In a recent speech to the National Bar Association, the nation’s largest organization of black lawyers and judges, Justice Clarence Thomas announced that he came “to assert my right to think for myself.” Why would a sitting Supreme Court justice find it necessary to declare his independence before a group of black lawyers?
Formed in 1925 as an alternative to the American Bar Association, which at the time discriminated against minorities, the now 18,000-member organization opposed the confirmation of Clarence Thomas (who replaced Thurgood Marshall). And due to complaints from its membership, it also tried to dis-invite him from addressing their annual convention. But faced with protests outside the convention hall, as well as from the speaker’s dais before he spoke, Justice Thomas thought it useful to remind them that the ability to think for oneself is the mark of a free person.

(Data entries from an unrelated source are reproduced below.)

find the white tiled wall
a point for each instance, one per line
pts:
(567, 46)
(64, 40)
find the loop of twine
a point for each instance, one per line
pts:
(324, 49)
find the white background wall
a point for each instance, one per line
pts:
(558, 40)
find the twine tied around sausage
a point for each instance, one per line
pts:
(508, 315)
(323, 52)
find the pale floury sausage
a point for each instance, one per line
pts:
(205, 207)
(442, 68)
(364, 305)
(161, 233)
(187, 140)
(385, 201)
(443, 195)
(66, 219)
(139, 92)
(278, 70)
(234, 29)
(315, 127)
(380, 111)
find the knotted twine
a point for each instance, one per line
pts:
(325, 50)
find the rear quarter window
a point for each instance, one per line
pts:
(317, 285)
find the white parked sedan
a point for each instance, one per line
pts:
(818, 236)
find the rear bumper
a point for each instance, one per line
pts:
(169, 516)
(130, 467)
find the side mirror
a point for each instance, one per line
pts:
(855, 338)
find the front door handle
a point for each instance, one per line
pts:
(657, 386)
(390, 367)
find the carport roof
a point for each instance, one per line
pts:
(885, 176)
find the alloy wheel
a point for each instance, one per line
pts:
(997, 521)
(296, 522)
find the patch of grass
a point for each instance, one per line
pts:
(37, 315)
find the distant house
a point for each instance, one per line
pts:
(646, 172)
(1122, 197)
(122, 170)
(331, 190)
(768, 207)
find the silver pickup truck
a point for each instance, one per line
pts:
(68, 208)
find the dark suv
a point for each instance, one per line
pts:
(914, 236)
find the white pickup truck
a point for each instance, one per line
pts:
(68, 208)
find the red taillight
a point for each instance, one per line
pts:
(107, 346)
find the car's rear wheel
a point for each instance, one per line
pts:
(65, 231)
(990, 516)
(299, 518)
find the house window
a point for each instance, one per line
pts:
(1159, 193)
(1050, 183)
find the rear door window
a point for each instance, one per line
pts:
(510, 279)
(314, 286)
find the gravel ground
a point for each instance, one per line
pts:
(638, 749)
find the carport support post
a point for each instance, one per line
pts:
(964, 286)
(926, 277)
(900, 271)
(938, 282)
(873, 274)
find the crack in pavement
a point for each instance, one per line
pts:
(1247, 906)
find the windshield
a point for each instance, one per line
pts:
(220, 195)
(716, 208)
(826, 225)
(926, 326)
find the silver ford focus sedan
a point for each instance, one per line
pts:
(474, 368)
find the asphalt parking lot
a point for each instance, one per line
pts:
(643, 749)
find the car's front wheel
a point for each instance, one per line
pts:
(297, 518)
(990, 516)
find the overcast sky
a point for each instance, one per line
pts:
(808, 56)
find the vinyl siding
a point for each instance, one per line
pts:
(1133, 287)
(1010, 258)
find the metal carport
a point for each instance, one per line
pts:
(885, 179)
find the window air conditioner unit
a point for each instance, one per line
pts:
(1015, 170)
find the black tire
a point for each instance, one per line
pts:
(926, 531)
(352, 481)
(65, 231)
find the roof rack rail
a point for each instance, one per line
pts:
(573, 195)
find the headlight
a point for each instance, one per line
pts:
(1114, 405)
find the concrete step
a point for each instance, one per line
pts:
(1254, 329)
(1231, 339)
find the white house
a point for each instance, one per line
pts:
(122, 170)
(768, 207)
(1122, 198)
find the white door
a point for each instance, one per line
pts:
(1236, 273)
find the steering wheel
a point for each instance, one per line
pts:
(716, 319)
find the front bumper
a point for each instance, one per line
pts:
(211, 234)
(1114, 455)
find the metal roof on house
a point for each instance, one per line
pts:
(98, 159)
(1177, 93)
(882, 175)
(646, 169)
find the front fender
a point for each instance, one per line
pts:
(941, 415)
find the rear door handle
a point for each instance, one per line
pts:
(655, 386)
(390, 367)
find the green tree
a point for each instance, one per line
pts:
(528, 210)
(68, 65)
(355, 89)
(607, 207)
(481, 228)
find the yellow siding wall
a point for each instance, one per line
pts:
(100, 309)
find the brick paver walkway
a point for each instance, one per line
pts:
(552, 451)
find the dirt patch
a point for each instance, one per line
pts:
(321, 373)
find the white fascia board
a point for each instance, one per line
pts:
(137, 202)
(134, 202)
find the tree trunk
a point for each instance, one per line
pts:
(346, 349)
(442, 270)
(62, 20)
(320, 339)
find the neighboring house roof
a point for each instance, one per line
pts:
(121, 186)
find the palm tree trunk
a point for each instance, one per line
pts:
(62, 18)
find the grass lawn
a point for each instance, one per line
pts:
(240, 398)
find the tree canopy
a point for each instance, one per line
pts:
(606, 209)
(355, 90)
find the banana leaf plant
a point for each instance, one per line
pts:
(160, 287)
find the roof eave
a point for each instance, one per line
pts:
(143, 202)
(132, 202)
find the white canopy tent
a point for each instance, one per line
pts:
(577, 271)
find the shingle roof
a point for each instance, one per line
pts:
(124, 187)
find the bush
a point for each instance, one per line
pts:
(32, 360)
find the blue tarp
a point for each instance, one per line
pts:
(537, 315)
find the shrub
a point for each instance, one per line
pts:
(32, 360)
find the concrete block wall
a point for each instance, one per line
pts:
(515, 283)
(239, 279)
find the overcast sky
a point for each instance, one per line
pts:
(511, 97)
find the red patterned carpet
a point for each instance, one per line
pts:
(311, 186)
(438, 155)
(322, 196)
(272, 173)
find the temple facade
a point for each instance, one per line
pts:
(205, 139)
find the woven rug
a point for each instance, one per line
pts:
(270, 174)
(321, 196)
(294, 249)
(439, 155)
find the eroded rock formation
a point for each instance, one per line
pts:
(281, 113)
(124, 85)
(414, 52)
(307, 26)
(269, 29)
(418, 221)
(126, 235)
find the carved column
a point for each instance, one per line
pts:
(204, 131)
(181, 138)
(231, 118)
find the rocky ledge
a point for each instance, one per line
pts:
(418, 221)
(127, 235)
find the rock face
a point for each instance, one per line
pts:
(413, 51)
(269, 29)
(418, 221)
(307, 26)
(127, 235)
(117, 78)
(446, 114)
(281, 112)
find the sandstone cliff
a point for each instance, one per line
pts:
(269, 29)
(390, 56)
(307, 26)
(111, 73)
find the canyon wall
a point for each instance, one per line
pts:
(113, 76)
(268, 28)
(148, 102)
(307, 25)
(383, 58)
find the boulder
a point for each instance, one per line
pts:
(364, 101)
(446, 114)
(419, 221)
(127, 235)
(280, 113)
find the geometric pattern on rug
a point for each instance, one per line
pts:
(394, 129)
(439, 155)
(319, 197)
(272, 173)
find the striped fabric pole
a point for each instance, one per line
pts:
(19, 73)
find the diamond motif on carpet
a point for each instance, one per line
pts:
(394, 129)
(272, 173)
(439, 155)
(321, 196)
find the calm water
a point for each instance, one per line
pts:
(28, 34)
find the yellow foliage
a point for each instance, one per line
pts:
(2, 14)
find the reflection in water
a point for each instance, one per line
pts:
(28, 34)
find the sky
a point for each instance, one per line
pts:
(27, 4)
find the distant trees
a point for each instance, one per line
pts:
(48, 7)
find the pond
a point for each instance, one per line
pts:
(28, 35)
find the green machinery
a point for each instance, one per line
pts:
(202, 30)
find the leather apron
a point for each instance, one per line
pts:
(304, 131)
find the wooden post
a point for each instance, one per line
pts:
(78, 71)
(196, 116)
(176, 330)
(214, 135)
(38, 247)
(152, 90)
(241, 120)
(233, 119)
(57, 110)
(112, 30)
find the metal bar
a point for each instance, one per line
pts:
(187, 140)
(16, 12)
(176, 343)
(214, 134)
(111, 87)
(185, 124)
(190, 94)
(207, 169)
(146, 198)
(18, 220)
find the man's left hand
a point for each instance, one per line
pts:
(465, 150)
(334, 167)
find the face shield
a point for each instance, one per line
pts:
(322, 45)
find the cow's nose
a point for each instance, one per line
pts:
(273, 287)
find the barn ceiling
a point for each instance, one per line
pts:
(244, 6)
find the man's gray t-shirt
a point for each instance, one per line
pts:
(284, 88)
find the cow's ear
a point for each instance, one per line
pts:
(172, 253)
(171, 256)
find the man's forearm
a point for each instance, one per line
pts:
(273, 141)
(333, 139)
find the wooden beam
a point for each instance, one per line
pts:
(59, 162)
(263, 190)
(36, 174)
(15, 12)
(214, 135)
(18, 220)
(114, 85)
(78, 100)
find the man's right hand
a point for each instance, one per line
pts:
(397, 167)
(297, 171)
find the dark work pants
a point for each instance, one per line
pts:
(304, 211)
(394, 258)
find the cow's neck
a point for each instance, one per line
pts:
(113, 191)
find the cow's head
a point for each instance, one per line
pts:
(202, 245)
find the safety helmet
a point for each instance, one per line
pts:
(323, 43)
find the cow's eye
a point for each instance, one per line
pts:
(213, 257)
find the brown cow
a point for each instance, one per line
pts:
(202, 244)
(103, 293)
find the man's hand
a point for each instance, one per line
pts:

Ironically, Professor Franklin’s most famous book is entitled From Slavery to Freedom. Too bad his call to steer America away from a color-blind society would lead us not to greater freedom from prejudice, but further enslavement to racial mindedness. His recommendation that we use race to get rid of racism only exacerbates the problem Ellison so deftly portrayed in Invisible Man. “I am invisible, understand, simply because people refuse to see me.” Ellison makes it plain that as long as society makes race the hallmark of minority citizens, minorities will remain invisible to America, or be “seen” only through the very stereotypes Franklin seeks to overcome.
Lucas Morel is an Assistant Professor of Political Science and History at John Brown University in Siloam Springs, Arkansas,and an Adjunct Fellow at the Ashbrook Center for Public Affairs at Ashland University.